Er ließ die Schale sinken, und betrachtete die junge Griechin zum ersten Mal richtig. Sie war drall und hatte ein grobflächiges Gesicht mit einer breiten Nase, aus dem ihn große, feucht glänzende Augen nervös entgegensahen. Kuhaugen. Hübsche sanfte Kuhaugen. Ihr schwarzes Haar war mit einem Tuch streng zurückgebunden.
Unvermittelt streckte er die Hand aus und streifte ihr das Tuch vom Kopf. Sie sah ihn groß an.
"Laß das!"
Er ließ sich nicht stören, lockerte ihr Haar, und strich mit gespreizten Fingern hindurch.
"Aber Severus...", protestierte sie zögerlich, ohne sich seiner Hand zu entziehen.
Ein, schon sehr lange nicht mehr in Erscheinung getretenes, wölfisches Lächeln stahl sich in das Gesicht des Germanen, als er sich langsam an das Mädchen heranbeugte, die Essenschale ohne hinzusehen beiseite stellte, und die Hände um Astraias Schultern legte. Abrupt zog er sie an sich heran und presste seine Lippen auf ihre. Erst wehrte sie sich ein bisschen, dann seufzte sie, kicherte: "Dein Bart kratzt...", und erwiderte schüchtern den Kuss.
Doch urplötzlich quietschte sie auf, und riss sich erschrocken los, als sie mit einem Mal nicht mehr alleine waren. Ein älterer Mann war es, der die Sklavenunterkunft betreten hatte, und missbilligend mit der Zunge schnalzte.
"Ich... muss in die Küche!", stammelte das Mädchen und stürzte hurtig davon.
Der Germane sah ihr einen Augenblick enttäuscht hinterher, dann begannen seine Schultern zu zucken. Er lachte, lachte in sich hinein, ohne sich um die empörten Blicke des Störenfriedes zu kümmern. Astraia hatte in der Eile ihr Kopftuch vergessen, das nahm er an sich, um es ihr bei Gelegenheit zurückzugeben, am besten in einer stillen Stunde an einem einsamen Ort.

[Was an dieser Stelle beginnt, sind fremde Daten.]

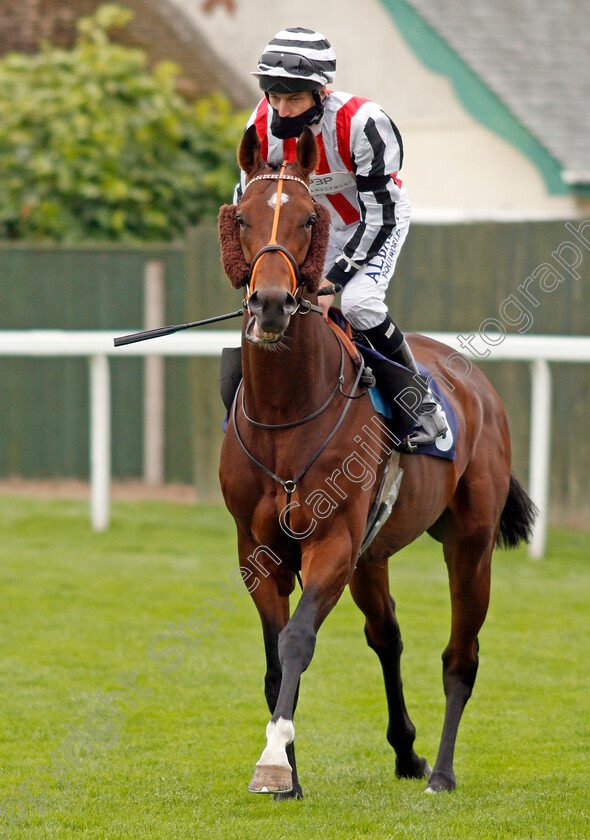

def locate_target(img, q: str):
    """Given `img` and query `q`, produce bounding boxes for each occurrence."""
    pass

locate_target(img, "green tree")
[0,5,244,242]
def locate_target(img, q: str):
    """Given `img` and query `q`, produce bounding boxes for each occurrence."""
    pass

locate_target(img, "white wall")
[168,0,577,220]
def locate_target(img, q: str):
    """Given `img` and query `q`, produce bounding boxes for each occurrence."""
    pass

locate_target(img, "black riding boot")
[363,315,447,451]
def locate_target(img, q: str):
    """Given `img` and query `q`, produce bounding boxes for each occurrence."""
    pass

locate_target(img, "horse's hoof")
[395,756,432,779]
[424,773,457,793]
[248,764,293,793]
[273,785,303,802]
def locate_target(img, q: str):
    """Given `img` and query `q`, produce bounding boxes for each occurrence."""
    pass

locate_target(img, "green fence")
[0,222,590,521]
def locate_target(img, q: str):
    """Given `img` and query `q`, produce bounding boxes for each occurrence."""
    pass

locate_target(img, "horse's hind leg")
[349,562,430,779]
[426,528,495,793]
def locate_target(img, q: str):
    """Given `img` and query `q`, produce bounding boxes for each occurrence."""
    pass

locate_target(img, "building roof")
[406,0,590,184]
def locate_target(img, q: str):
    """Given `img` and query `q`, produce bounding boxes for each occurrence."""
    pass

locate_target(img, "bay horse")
[219,128,534,799]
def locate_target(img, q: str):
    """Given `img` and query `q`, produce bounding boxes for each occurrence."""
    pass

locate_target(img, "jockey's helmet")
[251,27,336,93]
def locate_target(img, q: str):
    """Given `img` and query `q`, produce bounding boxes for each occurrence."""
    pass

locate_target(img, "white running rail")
[0,330,590,558]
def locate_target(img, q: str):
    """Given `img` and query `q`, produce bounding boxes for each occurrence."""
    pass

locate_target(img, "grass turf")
[0,496,590,840]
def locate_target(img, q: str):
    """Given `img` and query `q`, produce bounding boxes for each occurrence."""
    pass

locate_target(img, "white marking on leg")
[256,718,295,770]
[267,193,289,210]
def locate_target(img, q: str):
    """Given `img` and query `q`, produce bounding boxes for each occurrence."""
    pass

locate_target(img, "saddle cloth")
[355,342,459,461]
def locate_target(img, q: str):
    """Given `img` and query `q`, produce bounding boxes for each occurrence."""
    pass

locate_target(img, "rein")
[231,333,365,504]
[242,160,311,305]
[236,161,365,540]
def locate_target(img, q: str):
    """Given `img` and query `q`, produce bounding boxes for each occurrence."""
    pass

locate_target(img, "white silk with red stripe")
[238,91,407,276]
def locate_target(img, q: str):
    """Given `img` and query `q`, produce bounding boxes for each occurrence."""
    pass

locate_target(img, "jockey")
[234,27,447,449]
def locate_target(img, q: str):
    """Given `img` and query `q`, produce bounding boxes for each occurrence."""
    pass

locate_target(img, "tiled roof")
[406,0,590,183]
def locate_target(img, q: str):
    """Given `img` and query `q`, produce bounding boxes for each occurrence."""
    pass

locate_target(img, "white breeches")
[324,188,411,330]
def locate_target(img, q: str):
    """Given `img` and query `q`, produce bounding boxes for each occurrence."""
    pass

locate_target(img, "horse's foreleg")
[248,546,350,793]
[426,533,494,793]
[350,563,430,779]
[260,598,303,800]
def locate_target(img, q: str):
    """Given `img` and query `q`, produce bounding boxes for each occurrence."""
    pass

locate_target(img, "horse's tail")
[496,473,539,548]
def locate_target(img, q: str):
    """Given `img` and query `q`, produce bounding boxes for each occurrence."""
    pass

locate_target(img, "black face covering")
[267,92,324,140]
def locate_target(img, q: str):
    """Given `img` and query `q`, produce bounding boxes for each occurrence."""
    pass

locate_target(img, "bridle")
[242,160,312,311]
[231,161,366,524]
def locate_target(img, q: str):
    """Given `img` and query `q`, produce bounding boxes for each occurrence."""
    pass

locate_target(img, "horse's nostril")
[283,292,297,317]
[248,291,262,315]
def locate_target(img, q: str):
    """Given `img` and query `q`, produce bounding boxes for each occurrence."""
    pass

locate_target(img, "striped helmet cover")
[251,27,336,85]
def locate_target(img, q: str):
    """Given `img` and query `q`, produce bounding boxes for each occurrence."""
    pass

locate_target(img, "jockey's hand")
[318,277,336,321]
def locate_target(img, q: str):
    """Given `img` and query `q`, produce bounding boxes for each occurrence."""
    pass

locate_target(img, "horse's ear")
[218,204,250,289]
[300,204,330,292]
[238,125,260,175]
[297,126,320,178]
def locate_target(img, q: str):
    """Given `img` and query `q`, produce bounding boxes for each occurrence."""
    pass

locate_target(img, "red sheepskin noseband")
[218,202,330,292]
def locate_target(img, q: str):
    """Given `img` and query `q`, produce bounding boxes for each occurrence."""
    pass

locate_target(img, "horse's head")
[219,126,329,345]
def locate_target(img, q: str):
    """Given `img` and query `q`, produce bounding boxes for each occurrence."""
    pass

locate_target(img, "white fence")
[0,330,590,557]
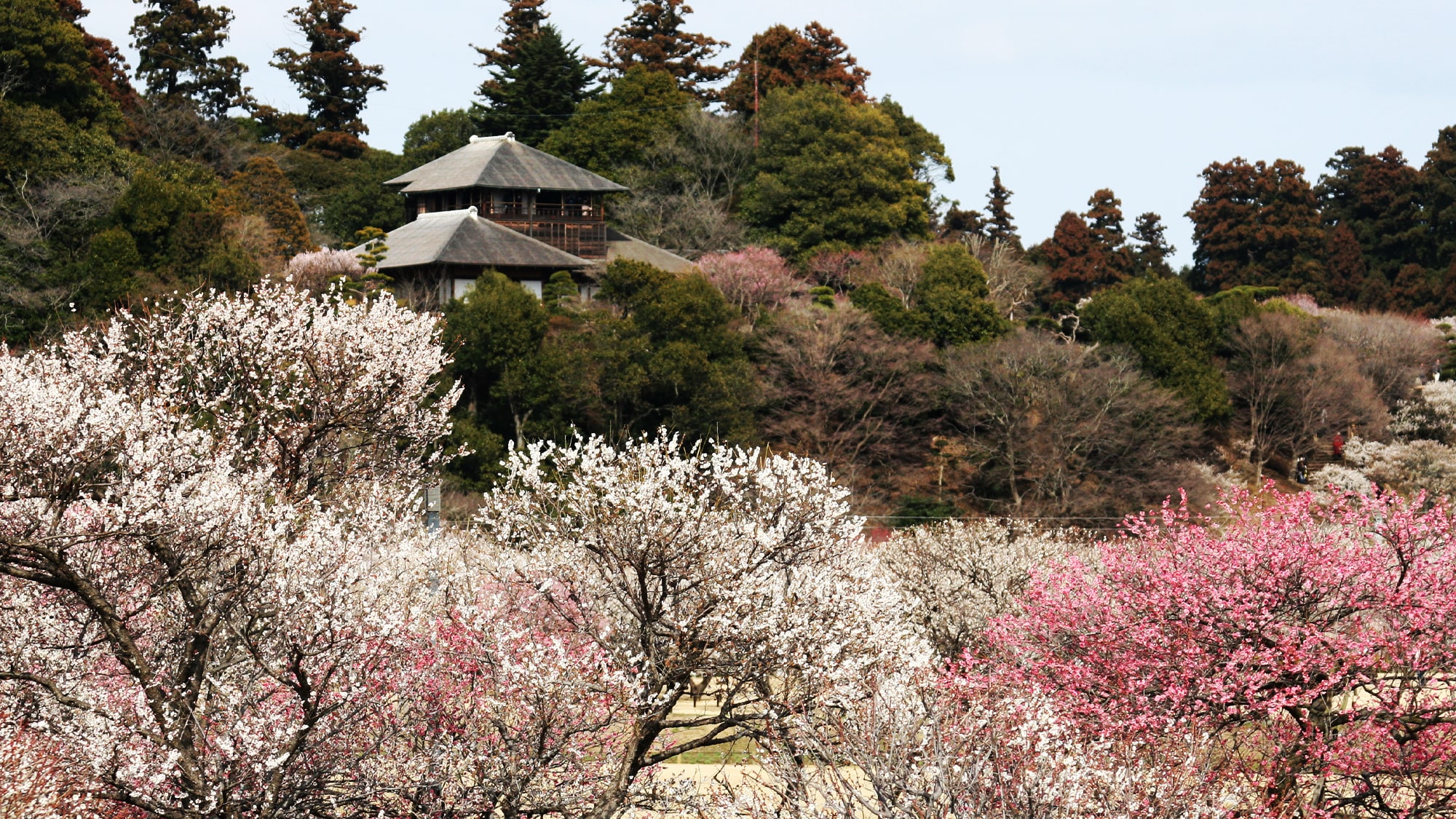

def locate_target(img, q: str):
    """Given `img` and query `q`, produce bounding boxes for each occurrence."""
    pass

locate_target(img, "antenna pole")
[753,45,759,149]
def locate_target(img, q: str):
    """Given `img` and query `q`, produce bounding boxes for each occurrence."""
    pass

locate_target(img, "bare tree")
[853,239,926,307]
[763,306,938,501]
[964,233,1047,320]
[1319,310,1446,410]
[945,331,1201,518]
[1227,313,1388,475]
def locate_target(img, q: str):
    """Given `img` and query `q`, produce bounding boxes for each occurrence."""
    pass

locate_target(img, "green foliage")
[112,162,220,261]
[0,0,122,134]
[405,108,475,167]
[131,0,252,119]
[849,242,1010,347]
[473,23,597,146]
[540,66,697,181]
[601,259,756,442]
[810,284,839,304]
[0,100,132,185]
[271,0,386,146]
[1188,157,1325,293]
[542,269,581,312]
[740,86,930,261]
[1082,278,1238,422]
[597,0,728,102]
[722,22,869,114]
[282,149,411,245]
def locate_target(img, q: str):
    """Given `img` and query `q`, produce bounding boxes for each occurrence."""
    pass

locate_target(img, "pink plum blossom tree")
[996,493,1456,818]
[697,248,808,320]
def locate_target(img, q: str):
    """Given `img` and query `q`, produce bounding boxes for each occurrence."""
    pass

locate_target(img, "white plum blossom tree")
[469,433,929,819]
[0,285,457,819]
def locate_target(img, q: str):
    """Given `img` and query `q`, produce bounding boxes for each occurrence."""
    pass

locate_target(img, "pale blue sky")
[84,0,1456,262]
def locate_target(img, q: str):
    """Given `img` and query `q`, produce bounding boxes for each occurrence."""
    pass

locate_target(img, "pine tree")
[58,0,140,111]
[1386,264,1437,316]
[722,22,869,114]
[131,0,253,118]
[1082,188,1127,245]
[986,165,1021,249]
[593,0,728,102]
[271,0,386,156]
[472,0,550,68]
[1315,146,1436,280]
[1325,221,1380,306]
[1035,210,1112,309]
[473,23,597,146]
[1188,157,1325,293]
[1133,211,1175,277]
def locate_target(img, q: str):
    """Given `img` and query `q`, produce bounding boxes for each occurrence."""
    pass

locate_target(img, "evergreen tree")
[1315,147,1436,285]
[849,242,1009,347]
[879,96,955,185]
[986,165,1021,243]
[1133,211,1175,277]
[131,0,253,119]
[740,84,930,259]
[472,0,550,68]
[58,0,140,111]
[1079,277,1229,422]
[271,0,386,156]
[594,0,728,102]
[1037,210,1125,304]
[1386,264,1439,316]
[1325,221,1382,306]
[1188,157,1325,293]
[540,66,697,181]
[0,0,121,126]
[1082,188,1127,245]
[473,23,597,146]
[722,22,869,114]
[405,108,475,166]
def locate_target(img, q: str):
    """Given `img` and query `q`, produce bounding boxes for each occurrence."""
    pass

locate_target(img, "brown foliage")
[763,304,939,493]
[945,331,1201,518]
[1227,312,1389,471]
[590,0,728,102]
[722,22,869,114]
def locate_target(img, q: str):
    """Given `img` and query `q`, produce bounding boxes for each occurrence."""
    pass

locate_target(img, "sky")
[83,0,1456,264]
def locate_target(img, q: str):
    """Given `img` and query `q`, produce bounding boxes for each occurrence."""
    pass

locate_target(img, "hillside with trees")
[14,0,1456,819]
[0,0,1456,526]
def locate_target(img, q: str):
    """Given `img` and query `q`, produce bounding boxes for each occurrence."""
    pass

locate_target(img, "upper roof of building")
[361,207,591,269]
[384,134,628,194]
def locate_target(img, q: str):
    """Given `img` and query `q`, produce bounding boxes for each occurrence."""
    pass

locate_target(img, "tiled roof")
[607,227,693,272]
[384,134,628,194]
[364,207,591,269]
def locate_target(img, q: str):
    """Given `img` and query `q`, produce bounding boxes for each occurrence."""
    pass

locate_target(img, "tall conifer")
[594,0,728,102]
[722,22,869,114]
[472,23,597,146]
[271,0,386,154]
[986,165,1021,248]
[131,0,252,118]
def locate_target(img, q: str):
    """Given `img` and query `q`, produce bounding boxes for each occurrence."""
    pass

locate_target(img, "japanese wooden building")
[379,134,692,306]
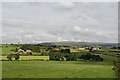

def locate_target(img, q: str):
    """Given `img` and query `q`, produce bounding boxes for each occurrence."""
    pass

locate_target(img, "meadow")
[0,43,118,79]
[2,61,116,78]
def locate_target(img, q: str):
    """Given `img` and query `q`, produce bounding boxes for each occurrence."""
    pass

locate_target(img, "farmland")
[0,45,119,78]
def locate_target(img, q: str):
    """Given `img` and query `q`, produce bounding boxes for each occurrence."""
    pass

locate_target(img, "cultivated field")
[0,45,118,78]
[2,61,115,78]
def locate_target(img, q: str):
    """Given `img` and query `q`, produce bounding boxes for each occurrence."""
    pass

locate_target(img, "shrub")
[7,54,20,61]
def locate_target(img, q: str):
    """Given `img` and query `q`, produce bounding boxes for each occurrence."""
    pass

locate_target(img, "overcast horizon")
[0,2,118,43]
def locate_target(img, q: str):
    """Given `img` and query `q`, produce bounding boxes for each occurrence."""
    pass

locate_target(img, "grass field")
[1,55,117,78]
[0,45,118,78]
[2,61,115,78]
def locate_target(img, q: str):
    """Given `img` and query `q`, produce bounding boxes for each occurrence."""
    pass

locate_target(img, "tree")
[7,54,20,61]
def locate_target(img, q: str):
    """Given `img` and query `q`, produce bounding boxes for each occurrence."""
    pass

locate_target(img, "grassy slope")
[3,61,115,78]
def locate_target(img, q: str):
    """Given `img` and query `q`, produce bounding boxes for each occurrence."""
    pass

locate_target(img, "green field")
[2,55,117,78]
[0,45,118,78]
[2,61,115,78]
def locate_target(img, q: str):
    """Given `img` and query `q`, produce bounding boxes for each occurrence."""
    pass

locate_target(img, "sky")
[0,2,118,43]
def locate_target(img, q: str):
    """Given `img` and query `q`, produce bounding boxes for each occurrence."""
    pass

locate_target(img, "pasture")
[2,61,115,78]
[0,45,118,78]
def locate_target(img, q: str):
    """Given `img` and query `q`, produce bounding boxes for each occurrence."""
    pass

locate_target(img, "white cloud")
[58,1,75,9]
[73,26,82,32]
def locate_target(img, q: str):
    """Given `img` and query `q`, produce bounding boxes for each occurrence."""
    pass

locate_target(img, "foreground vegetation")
[0,44,119,78]
[3,61,115,78]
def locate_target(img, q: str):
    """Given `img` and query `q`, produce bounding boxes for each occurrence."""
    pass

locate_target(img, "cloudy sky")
[0,2,118,43]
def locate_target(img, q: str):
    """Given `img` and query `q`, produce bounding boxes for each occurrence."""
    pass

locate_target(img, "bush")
[7,54,20,61]
[78,53,104,61]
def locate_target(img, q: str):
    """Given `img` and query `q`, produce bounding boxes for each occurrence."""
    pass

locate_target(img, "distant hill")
[40,41,118,48]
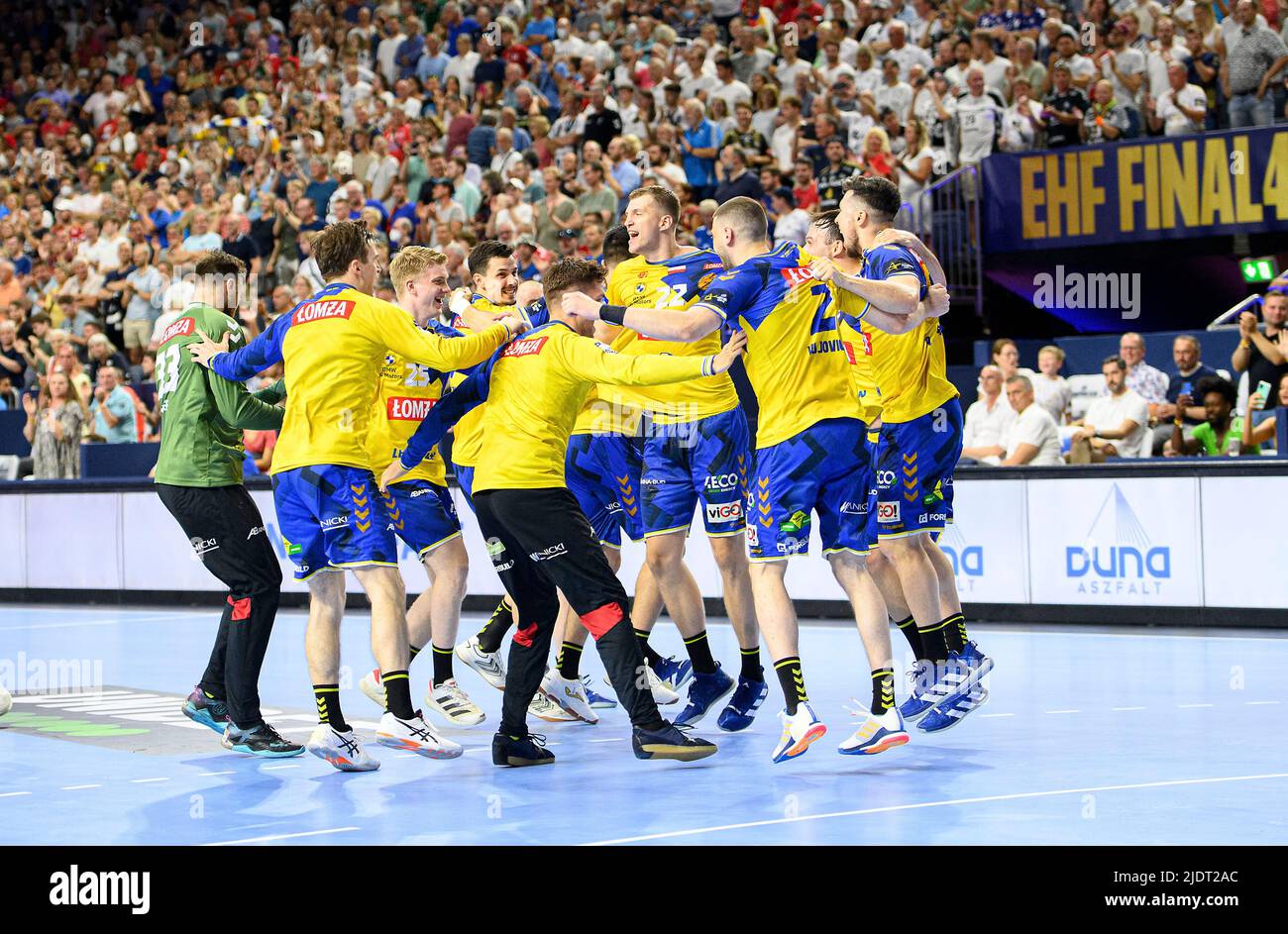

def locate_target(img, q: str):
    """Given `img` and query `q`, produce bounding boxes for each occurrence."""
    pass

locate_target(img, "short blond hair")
[389,246,447,295]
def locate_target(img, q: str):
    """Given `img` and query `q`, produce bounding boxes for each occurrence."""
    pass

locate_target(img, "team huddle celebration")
[156,175,992,772]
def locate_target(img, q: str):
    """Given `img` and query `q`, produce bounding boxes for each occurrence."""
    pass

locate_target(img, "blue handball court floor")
[0,605,1288,845]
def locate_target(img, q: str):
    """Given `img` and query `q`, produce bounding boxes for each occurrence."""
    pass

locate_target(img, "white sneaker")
[774,703,827,763]
[376,711,465,759]
[304,723,380,772]
[456,635,505,690]
[836,707,909,757]
[425,677,486,727]
[528,688,577,723]
[541,669,599,723]
[358,669,385,710]
[604,665,680,707]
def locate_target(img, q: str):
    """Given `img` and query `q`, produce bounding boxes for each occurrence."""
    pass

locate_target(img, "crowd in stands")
[962,284,1288,467]
[0,0,1288,475]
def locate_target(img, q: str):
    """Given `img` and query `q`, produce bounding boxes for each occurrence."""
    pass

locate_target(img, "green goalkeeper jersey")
[156,304,286,487]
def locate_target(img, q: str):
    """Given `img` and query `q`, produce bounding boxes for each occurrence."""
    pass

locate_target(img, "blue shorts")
[877,398,962,539]
[380,480,461,558]
[640,407,752,539]
[456,464,474,509]
[273,464,398,581]
[747,419,876,561]
[564,434,644,548]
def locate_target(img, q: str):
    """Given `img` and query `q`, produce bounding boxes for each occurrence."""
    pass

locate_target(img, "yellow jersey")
[400,321,712,494]
[368,321,461,487]
[210,282,509,474]
[600,250,738,425]
[859,244,957,424]
[697,244,859,449]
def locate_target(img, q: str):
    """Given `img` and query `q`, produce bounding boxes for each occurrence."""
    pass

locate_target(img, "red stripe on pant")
[581,601,626,640]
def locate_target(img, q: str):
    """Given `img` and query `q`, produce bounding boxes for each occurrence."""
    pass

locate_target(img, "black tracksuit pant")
[156,483,282,729]
[474,487,666,736]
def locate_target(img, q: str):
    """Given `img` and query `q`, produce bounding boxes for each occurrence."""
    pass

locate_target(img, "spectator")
[1029,344,1073,425]
[1221,0,1288,128]
[90,365,139,445]
[22,371,87,480]
[1231,286,1288,425]
[1172,376,1259,458]
[1069,357,1149,464]
[962,364,1031,466]
[1002,376,1064,467]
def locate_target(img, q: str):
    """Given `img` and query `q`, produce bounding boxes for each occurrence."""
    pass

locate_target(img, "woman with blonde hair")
[22,368,89,480]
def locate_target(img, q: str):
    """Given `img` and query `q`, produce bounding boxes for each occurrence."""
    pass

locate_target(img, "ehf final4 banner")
[980,126,1288,253]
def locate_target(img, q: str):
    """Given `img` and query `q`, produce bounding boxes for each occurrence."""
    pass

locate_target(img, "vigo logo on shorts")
[707,500,742,522]
[877,502,899,526]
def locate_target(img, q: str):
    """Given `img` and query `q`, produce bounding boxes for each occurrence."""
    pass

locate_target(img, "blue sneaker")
[917,684,988,733]
[715,676,769,733]
[180,688,232,736]
[653,656,693,693]
[581,675,617,710]
[675,663,733,727]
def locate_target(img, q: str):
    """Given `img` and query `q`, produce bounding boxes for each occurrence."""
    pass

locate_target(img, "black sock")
[944,613,966,652]
[684,630,716,675]
[429,644,452,688]
[313,684,349,733]
[380,672,416,720]
[919,620,948,663]
[480,600,514,652]
[635,629,662,668]
[555,642,581,681]
[872,669,894,716]
[774,656,808,714]
[894,616,921,659]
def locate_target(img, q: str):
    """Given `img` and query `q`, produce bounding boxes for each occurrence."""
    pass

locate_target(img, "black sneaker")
[223,723,304,759]
[631,723,716,763]
[492,733,555,766]
[181,688,231,733]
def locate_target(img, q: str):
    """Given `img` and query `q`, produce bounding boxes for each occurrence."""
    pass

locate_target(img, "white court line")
[580,772,1288,847]
[201,827,362,847]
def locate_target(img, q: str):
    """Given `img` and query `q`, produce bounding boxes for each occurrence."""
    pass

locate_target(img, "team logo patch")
[501,338,550,357]
[385,395,437,421]
[707,500,742,522]
[291,299,358,325]
[877,502,899,526]
[161,318,197,344]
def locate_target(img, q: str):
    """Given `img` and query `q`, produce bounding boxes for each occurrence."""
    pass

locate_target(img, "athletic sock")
[380,672,416,720]
[944,613,966,652]
[313,684,349,733]
[774,656,808,714]
[430,644,452,688]
[684,630,716,675]
[872,669,894,716]
[894,616,921,659]
[478,600,514,652]
[919,620,948,664]
[635,629,662,668]
[555,642,581,681]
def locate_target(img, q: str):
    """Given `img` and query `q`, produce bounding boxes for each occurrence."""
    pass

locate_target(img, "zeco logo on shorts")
[385,395,437,421]
[160,318,197,344]
[782,265,814,288]
[291,299,358,325]
[501,338,550,357]
[707,500,742,522]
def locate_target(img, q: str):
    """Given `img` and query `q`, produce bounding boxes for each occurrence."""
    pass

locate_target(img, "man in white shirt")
[962,364,1015,466]
[1002,373,1064,467]
[1069,357,1149,464]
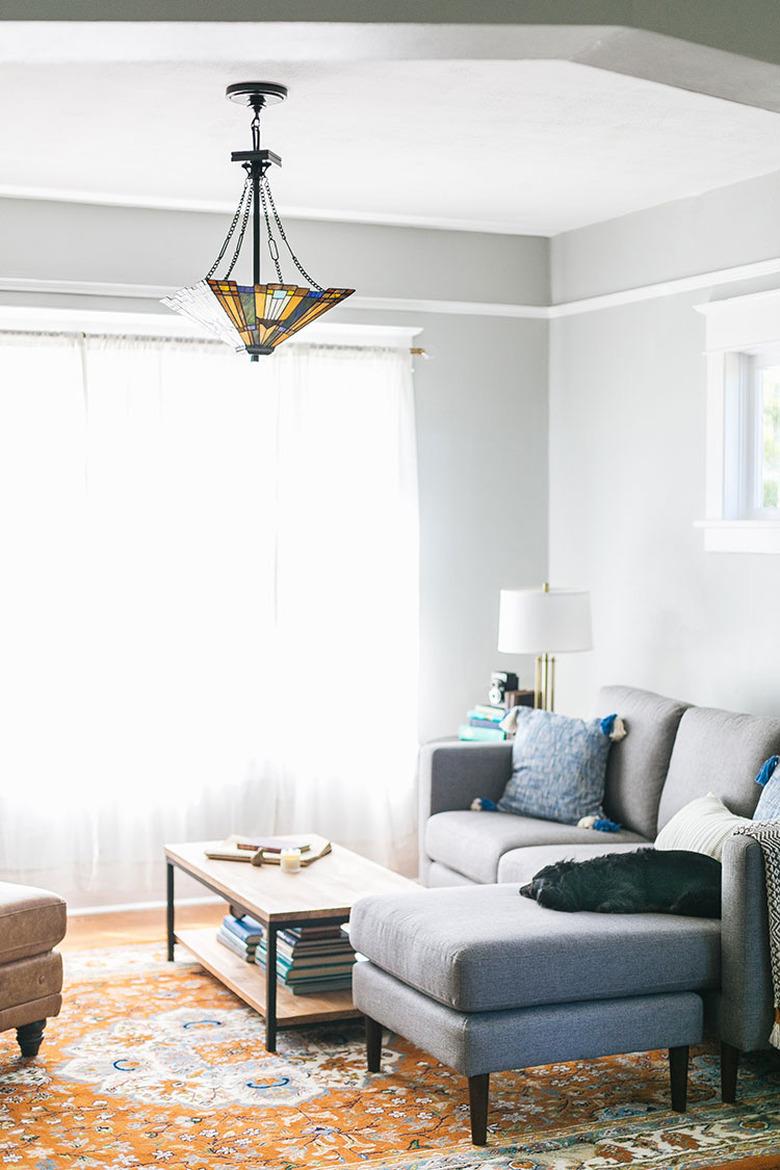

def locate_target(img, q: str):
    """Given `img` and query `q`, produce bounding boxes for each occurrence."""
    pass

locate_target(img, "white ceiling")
[0,60,780,235]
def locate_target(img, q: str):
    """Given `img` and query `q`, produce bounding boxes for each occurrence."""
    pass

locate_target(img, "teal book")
[465,707,506,724]
[457,723,506,743]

Seine Lebensgeister waren neu erwacht. Endlich stand er von seinem Lager auf, ging dann hinaus und holte sich mit einem Eimer Wasser am Brunnen. Er wusch sich von Kopf bis Fuß, schrubbte sich den Fieberschweiß vom Leib und auch die letzten Spuren des Kerkerdrecks. Von einem anderen Sklaven lieh er sich Rasierzeug, und schabte sich den struppigen Bart restlos ab. In dem kleinen Metallspiegel betrachtete er sein Gesicht, die hohlen Wangen, die blutunterlaufenen Augen, in denen ein seltsam unsteter Ausdruck sich festgesetzt hatte, und es schien ihm tatsächlich, als ob jemand ganz anderes ihm da entgegen sähe.
Mit dem Zeigefinger befühlte er die kleine Narbe an der Stirn, da wo der Fluch des Goden Flavius Gracchus ihn getroffen hatte, und er besah sich auch genau den Streifen von Blutergüssen, der sich quer über seinen Hals zog und in einem langsam verblassenden Violett-Gelb prangte, wie ein besonders hässliches Halsband.
Eigentlich, dachte sich der Germane bei diesem Anblick, eigentlich ist es doch unglaublich, dass ich noch mal davongekommen bin.
Und die Trauer und Verzweiflung über das was man ihm genommen hatte, trat in den Hintergrund, war einen Augenblick lang gegenstandslos, angesichts der warmen Freude, noch unter den Lebenden zu weilen.
Sein Haar, das ihm einst die Sklavenhändler geschoren hatte, war gewachsen, und reichte ihm schon wieder bis zu den Schultern. Doch langes Haar war das Vorrecht der Freien. Mit finsterem Gesicht begann er es zu schneiden, biss die Zähne zusammen und kappte Strähne für Strähne, bis es auf der Länge war, die einem Unfreien gerade noch zustand.
Als er das hinter sich gebracht hatte, und die Haare verbrannt hatte, damit niemand damit einen Schadenszauber wirken konnte - und ebenso die abgeschnittenen Fingernägel, um nicht den Bau des Totenschiffes, das dereinst die Wolfszeit bringen würde zu beschleunigen - zog er sich eine frische Tunika über. Es war eine grobe dunkle Arbeitstunika, denn er hatte keine andere. Überhaupt besass er ja nichts mehr auf dieser Welt.
Mit den Fingern strich er sich die Haare zurück, die am Trocknen waren, zog vergeblich an der Tunika herum - sie war für kleinere Menschen gedacht, und ihm mal wieder zu kurz - und machte sich auf den Weg, um in den weitläufigen Innereien der Villa nach Flavius Aquilius zu suchen.